O projeto, apresentado por Pacheco, busca substituir o regime de recuperação fiscal, implementado pelo governo Michel Temer em 2017, e cujas regras são consideradas draconianas – por prever, por exemplo, privatizações e congelamento de salários. O ministro da Fazenda, Fernando Haddad, já disse que o projeto de Pacheco precisa de “ajustes”, porque pode comprometer a arrecadação do governo federal.
Pacheco propôs que os governadores repassem estatais à União para abater a dívida, além de mudar a fórmula de cálculo dos juros.
Zema brecou os pagamentos à União com sucessivas decisões judiciais, sob o argumento de que a Assembleia Legislativa se recusava a votar o projeto de recuperação fiscal que o governo apresentou em 2019, no seu primeiro ano de mandato.
Em dezembro de 2022, o STF autorizou o governo de Minas a aderir ao regime sem necessidade de aval da Assembleia. A Corte estabeleceu ainda um prazo de carência de um ano – que era previsto na proposta estadual – para que os pagamentos da dívida fossem retomados e o estado se adequasse a todas as regras do regime.
Caso contrário, os benefícios seriam retirados. No fim de 2023, a gestão Zema conseguiu alongar o prazo até o dia 20 de julho deste ano, após decisão favorável do ministro Nunes Marques, relator do caso.
Com o prazo prestes a expirar, Zema passou a pressionar deputados a votarem a adesão ao regime de recuperação fiscal, sob o argumento de que o pagamento integral da dívida comprometeria o orçamento estadual e poderia causar atrasos de salários em Minas.
Na Assembleia, o texto foi fatiado em duas partes: um projeto de lei (PL), que autoriza o estado a aderir ao regime com a União, e um projeto de lei complementar (PLC), que estabelece o teto de gastos no estado.
Nesta terça, os deputados governistas conseguiram estabelecer um calendário para garantir que o projeto de lei de adesão ao regime seja votado em definitivo, no plenário da Assembleia, até sexta-feira. Em uma primeira votação, na segunda-feira, 33 deputados foram favoráveis. Já o PLC, cuja votação é mais difícil, por exigir maioria absoluta – isto é, no mínimo 39 votos --, ficará na geladeira até agosto.
A estratégia, na prática, retira um dos pilares obrigatórios no regime de recuperação fiscal, mas avança com o aval da gestão Zema. Segundo o líder do governo Zema na Assembleia Legislativa, deputado João Magalhães (MDB), a Advocacia-Geral do Estado (AGE) “deu um posicionamento parcialmente favorável” a votar apenas um dos projetos.

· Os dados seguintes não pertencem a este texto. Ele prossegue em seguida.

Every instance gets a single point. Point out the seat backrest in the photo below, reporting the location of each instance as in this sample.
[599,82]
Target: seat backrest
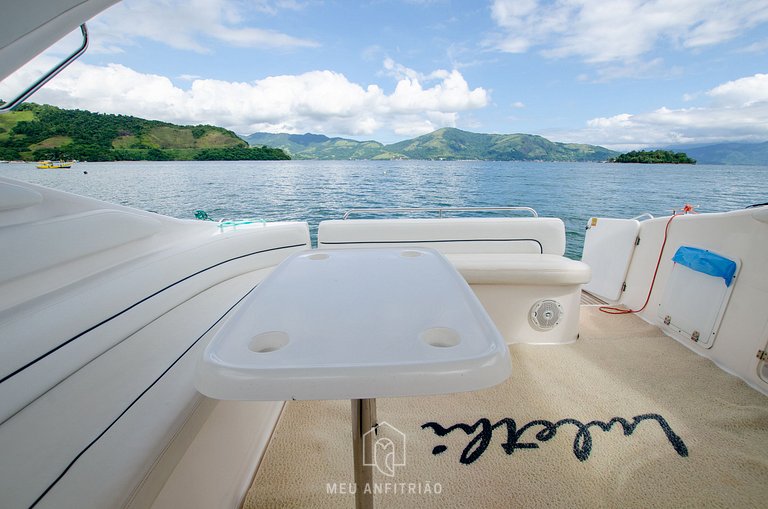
[536,235]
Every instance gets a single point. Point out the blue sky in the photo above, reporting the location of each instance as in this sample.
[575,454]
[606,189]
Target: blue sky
[618,73]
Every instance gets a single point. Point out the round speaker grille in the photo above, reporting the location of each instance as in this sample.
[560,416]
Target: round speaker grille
[546,314]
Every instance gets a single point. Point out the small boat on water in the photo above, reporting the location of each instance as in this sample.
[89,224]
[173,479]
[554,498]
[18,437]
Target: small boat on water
[52,165]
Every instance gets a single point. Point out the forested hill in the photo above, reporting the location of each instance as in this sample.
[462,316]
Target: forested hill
[443,144]
[36,132]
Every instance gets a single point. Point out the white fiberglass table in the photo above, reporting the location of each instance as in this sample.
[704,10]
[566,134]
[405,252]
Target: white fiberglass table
[356,324]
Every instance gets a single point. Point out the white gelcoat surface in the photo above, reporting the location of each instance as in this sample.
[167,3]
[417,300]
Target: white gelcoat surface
[360,323]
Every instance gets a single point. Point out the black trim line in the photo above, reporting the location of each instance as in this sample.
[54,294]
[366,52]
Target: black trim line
[354,242]
[62,345]
[85,449]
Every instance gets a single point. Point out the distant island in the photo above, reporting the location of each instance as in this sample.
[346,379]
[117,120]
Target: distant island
[653,157]
[447,144]
[35,132]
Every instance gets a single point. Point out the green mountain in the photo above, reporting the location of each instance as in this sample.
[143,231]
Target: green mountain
[35,132]
[445,144]
[730,153]
[318,146]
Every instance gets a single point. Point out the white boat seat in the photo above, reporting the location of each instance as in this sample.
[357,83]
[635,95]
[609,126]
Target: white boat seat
[514,265]
[522,269]
[532,235]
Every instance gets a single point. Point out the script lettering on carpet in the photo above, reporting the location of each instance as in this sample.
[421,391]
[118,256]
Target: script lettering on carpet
[582,442]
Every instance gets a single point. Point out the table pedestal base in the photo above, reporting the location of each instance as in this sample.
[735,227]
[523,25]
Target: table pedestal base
[363,421]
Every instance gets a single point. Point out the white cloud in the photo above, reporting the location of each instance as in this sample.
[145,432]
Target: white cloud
[187,24]
[604,31]
[316,101]
[736,111]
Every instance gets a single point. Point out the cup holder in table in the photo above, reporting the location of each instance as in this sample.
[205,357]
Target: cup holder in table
[267,342]
[440,337]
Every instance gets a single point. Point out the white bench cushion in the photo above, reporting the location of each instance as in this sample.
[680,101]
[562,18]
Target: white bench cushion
[494,268]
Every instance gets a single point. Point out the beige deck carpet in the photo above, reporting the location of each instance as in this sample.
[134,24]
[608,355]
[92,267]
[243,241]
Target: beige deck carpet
[691,435]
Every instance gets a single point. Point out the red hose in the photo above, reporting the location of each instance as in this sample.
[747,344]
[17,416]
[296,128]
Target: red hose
[622,311]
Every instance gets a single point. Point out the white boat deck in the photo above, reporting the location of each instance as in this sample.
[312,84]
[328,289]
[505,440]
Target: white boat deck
[626,416]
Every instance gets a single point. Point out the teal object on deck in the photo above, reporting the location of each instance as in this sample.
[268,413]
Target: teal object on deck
[707,262]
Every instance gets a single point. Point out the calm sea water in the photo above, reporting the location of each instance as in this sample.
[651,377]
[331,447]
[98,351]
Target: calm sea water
[316,190]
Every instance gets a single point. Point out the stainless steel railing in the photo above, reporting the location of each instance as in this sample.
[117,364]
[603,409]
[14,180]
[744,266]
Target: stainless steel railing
[37,85]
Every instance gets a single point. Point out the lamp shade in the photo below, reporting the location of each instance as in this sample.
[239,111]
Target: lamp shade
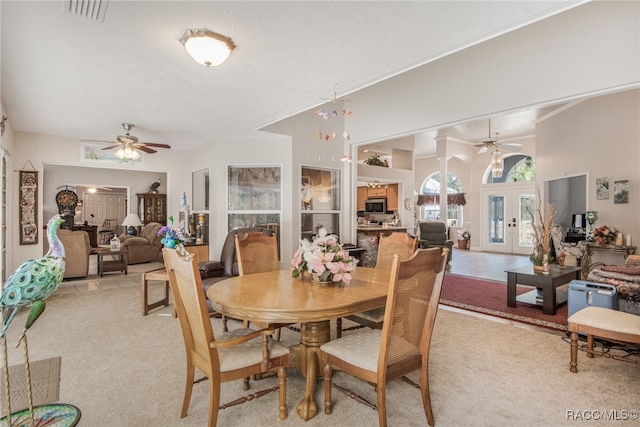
[132,220]
[206,47]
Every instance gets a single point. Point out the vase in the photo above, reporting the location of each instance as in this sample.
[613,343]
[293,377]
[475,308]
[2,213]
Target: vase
[316,279]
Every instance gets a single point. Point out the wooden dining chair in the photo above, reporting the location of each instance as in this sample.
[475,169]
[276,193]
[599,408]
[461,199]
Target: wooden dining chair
[395,243]
[231,356]
[402,345]
[258,253]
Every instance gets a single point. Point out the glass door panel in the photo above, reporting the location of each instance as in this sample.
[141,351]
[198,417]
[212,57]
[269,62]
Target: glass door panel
[507,222]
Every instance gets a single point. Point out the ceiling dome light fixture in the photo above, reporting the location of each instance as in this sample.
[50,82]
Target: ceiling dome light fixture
[206,47]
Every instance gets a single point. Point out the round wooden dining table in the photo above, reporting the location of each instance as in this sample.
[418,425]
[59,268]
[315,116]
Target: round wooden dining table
[276,297]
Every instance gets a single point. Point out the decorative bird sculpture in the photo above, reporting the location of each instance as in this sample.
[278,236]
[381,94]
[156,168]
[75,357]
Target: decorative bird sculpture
[30,285]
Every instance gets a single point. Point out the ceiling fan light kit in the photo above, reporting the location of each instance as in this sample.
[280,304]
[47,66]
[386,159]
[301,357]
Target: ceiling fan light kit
[497,164]
[206,47]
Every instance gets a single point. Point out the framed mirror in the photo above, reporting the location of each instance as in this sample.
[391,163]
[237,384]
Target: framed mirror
[200,190]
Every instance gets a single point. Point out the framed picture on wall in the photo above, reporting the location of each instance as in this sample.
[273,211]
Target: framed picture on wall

-- Sabíamos de antemão que não teríamos quórum para a votação do PLC (do teto de gastos). Vamos aguardar a definição do pedido de liminar para prorrogação de prazo no STF. Estamos autorizando a adesão ao regime -- afirmou Magalhães.
Imbróglio no Supremo
Na noite desta terça, o procurador-geral da República, Paulo Gonet, manifestou ao STF que concorda com a extensão do prazo pedido pelo governo Zema até o fim de agosto, desde que pague as parcelas da dívida “como se a adesão ao Regime de Recuperação Fiscal já estivesse homologada”. O posicionamento seguiu o adotado pela Advocacia-Geral da União (AGU), na última sexta-feira, o que na prática empurra Zema a seguir o regime.
Pacheco, por outro lado, defendeu ao STF que fosse atendido o pedido do governo Zema de “prorrogação do prazo de suspensão do Regime de Recuperação Fiscal”, sem mencionar o pagamento de parcelas. Em sua manifestação, no domingo, a presidência do Senado apontou que há uma “iminência da discussão legislativa” do novo projeto de reestruturação da dívida dos estados, que pode resolver “em caráter definitivo” a situação de Minas.
O vice-presidente da Corte, ministro Edson Fachin, que herdou temporariamente o caso de Nunes Marques durante o recesso judiciário, havia pedido as manifestações da AGU, do Senado e da PGR antes de decidir se atende o pedido do governo de Minas.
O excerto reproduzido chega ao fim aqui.